If you take a Marxian view on this, obviously capitalism is a system which was based on the exploitation of the worker so the idea was to reduce the worker’s pay to as little as possible – just pay the worker enough so the worker can survive and come back the next day. And obviously that has worked very well for capitalism. However I think the prosumer is an amazing gift to the capitalist. All of a sudden you have a whole mass of people who are willing to do all sorts of work for nothing, for no pay at all. I’m not sure and I guess if you take business literature on this topic which comes under topics like «co-creation», the business orientation toward this is not to look at this from the point of view of exploitation. But I do think of it as a kind of exploitation because the level of exploitation of a prosumer is in many ways much greater than the level of exploitation of a worker. You have to pay workers something, you have to provide them with various sorts of things and in the case of prosumers you don’t pay them anything and they provide everything – their own computers, their own electricity, their labor power – they do it all for nothing. This is a controversial issue and other people argue: «How can you call it exploitation? People love to do this, they have fun doing this, they are fulfilling themselves and therefore it’s not exploitation».

NP: Well, personally I can interpret this as a personal love for being exploited which is a neo-Freudian way of approaching it. Another example of what you are saying, George, is IKEA type of furniture.

GR: Absolutely.

NP: The whole business of IKEA is based on that you build your own furniture using your own labor and your tools and this is why – they say – it’s cheaper than in other stores although it is not cheaper, I guess, at least in our country. This is what we can call «the hidden exploitation».

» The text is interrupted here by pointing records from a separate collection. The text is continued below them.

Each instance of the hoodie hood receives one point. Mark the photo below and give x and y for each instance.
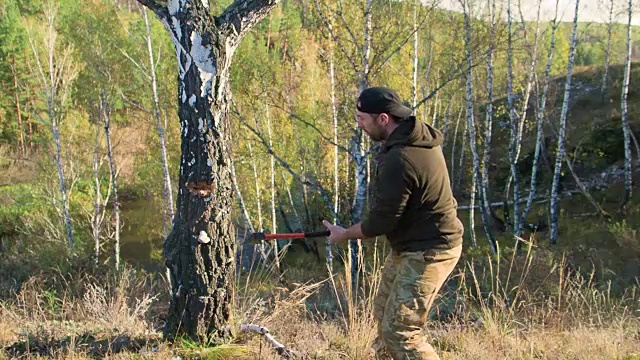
(412, 132)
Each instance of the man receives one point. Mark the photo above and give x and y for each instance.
(414, 207)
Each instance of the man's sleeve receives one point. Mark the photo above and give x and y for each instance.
(392, 188)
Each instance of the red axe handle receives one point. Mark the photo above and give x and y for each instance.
(299, 235)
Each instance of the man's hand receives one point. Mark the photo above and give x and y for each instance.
(338, 233)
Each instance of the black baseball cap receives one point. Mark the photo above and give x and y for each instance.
(378, 100)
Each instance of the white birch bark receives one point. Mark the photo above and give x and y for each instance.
(562, 131)
(513, 139)
(471, 125)
(336, 159)
(523, 114)
(167, 191)
(607, 53)
(272, 183)
(628, 183)
(96, 224)
(483, 182)
(106, 121)
(540, 119)
(55, 77)
(414, 60)
(254, 166)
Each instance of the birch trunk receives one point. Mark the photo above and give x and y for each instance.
(471, 125)
(540, 119)
(272, 182)
(523, 115)
(628, 184)
(14, 74)
(55, 76)
(200, 250)
(358, 151)
(453, 150)
(607, 53)
(562, 132)
(414, 61)
(513, 139)
(336, 178)
(486, 156)
(262, 247)
(167, 191)
(96, 222)
(106, 121)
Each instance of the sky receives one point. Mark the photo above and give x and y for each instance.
(589, 11)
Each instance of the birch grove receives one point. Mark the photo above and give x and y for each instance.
(628, 184)
(560, 153)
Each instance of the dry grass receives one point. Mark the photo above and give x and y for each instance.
(513, 307)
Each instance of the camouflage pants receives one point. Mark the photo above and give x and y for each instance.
(410, 282)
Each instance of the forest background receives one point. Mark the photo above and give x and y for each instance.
(540, 120)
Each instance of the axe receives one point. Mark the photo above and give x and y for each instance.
(256, 237)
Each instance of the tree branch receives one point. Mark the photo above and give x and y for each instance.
(161, 11)
(241, 15)
(325, 194)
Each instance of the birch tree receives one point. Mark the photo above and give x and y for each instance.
(540, 116)
(607, 52)
(56, 71)
(105, 114)
(486, 156)
(200, 250)
(167, 189)
(476, 176)
(521, 119)
(625, 113)
(562, 132)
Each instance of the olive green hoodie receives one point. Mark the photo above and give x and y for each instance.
(412, 202)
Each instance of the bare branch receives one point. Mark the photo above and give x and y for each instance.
(241, 15)
(325, 194)
(309, 124)
(161, 11)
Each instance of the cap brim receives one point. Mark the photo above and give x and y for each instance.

GR: IKEA is a good example and you could think of it as a new form of false consciousness, I suppose: we all think we are having all sorts of fun putting together IKEA furniture or doing any number of these prosumption tasks but you are still doing lots of work for them that they used to have to pay people to do. Now you are doing it for them and you are doing it for nothing. And you are smiling as you do it – it’s ideal from the capitalist point of view.

* * *

NP: Another issue, a very sharp one. Can you, at least at some point, give an example of prosumer strategies at the universities, in high education, since you are an expert on McDonalds university? Do you think that we have prosumer phenomena in this shere?

GR: Well, I think online universities would be more ideal prosumer kind of universities where professors are doing little or no work and the students are at home on their computers basically educating themselves, using the variety of things that have been provided by the universities. That would be the major example.

NP: Usually it is considered – at least in our country and I’m sure in the US as well – to be very progressive, to be very up-to-date to enable students to work themselves on searching the information or just educating themselves instead of teaching them certain things in class.

GR: I’m sure that ideology exists; it is also a lot cheaper, right? They don’t have to pay me or they don’t have to pay you. I don’t have to be here – go off on the Internet, look up my papers and read them – and I will give you a multiple choice exam that you can take at home. That would be ideal from the university’s point of view but I’m not sure it is ideal from the educational point of view. It is probably a good idea that we have combine traditional kinds of education with using that to have students go off and create acknowledge themselves or find knowledge for themselves. But I’m not sure that we want to go to the university where students are prosuming their entire education. I would be troubled by that – I guess because I would be out of the job.